Son of Thin Lizzy drum technician hopes to follow in Dermot Kennedy’s footsteps

Roe Byrne has become a popular face on Grafton Street at the weekends. Picture Andres Poveda

Amy Blaney

A young Dublin-born singer-songwriter says he owes busking on Grafton Street to giving him a “new wave of confidence”.

Eighteen-year-old Roe Byrne began busking in Dublin at just 14 years of age and has since become a popular face on Grafton Street at the weekends.

The rising musician, from Rathfarnham, is now supporting artists such as Lea Heart in the Olympia Theatre and performed at Electric Picnic last year.

A number of Irish musicians have started their careers busking on Grafton Street, including Dermot Kennedy, Glen Hansard, Bono, Keywest and Damien Rice, and Roe hopes to follow in their footsteps.

“The atmosphere, especially on a Saturday night, is incredible,” he said about busking on Grafton Street.

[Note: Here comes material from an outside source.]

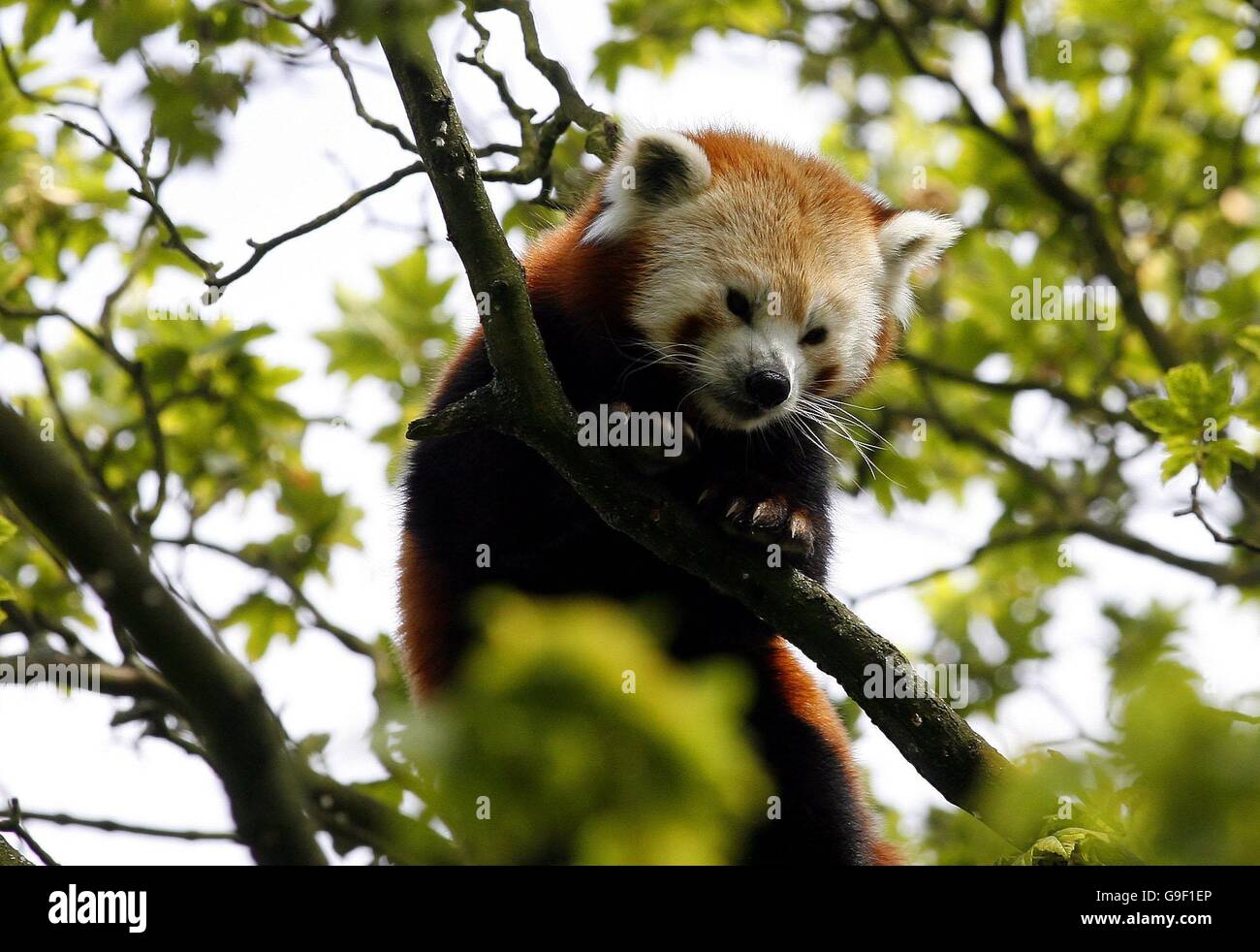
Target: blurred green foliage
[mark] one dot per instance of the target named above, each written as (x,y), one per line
(571,738)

“The amount of people that stop and listen to you, you wouldn’t get that anywhere else.

“Bewleys would be one of my favourite spots, outside the café,” he said, followed by outside Brown Thomas.

“Everything I have gotten in my career has come from busking. I used to sit in my room and I wouldn’t let anyone else hear me sing, but I went busking and my knees were shaking the first time.

“Once you get over that fear… it gave me a brand new wave of confidence. It took me a while to get over that fear but once you get over it, you have nothing to lose.

“Some day the right person will see you… it’s being in the right place at the right time,” he added.

The young musician took to the stage at Electric Picnic last year for the first time.

Roe Byrne has performed on stage at Electric Picnic

“Electric Picnic is so iconic and I have been wanting to go for years. It was my first Electric Picnic I was ever at, so it was great, the crowd was great,” Roe said, as he recalled watching his inspiration Dermot Kennedy on the main stage.

“He is a big inspiration of mine, the way he holds himself and stays humble, I really look up to that.”

Roe’s father is a drum technician for Thin Lizzy, and has worked as a stage manager for Westlife, Sinéad O’Connor and Ricky Martin.

“It’s good to have the knowledge of the industry, it’s good to have that first-hand information,” he said.

The singer-songwriter has amassed more than 50,000 followers across his social media channels and said it has helped him to grow his fanbase globally.

“Without social media the only people who would hear my music are the people walking down Grafton Street,” he said.

“In this day and age, if you are not posting on social media you are doing something wrong. It totally broadens it to a whole new level, it’s one of the most important things.”

Roe released his latest single, Set Me On Fire, in January and the music video will be launched as part of Kinia Creative Tech Fest this weekend.

Celebrating its 10th year, the event is part of Ireland’s first Kinia Creative Technology Week.

Kinia is an education-focused non-profit organisation and social enterprise providing digital skills to children and young people.

Roe will be performing at two sold-out shows supporting Leah Heart in the Olympia on March 31 and Isaac Butler in Whelan’s on April 2.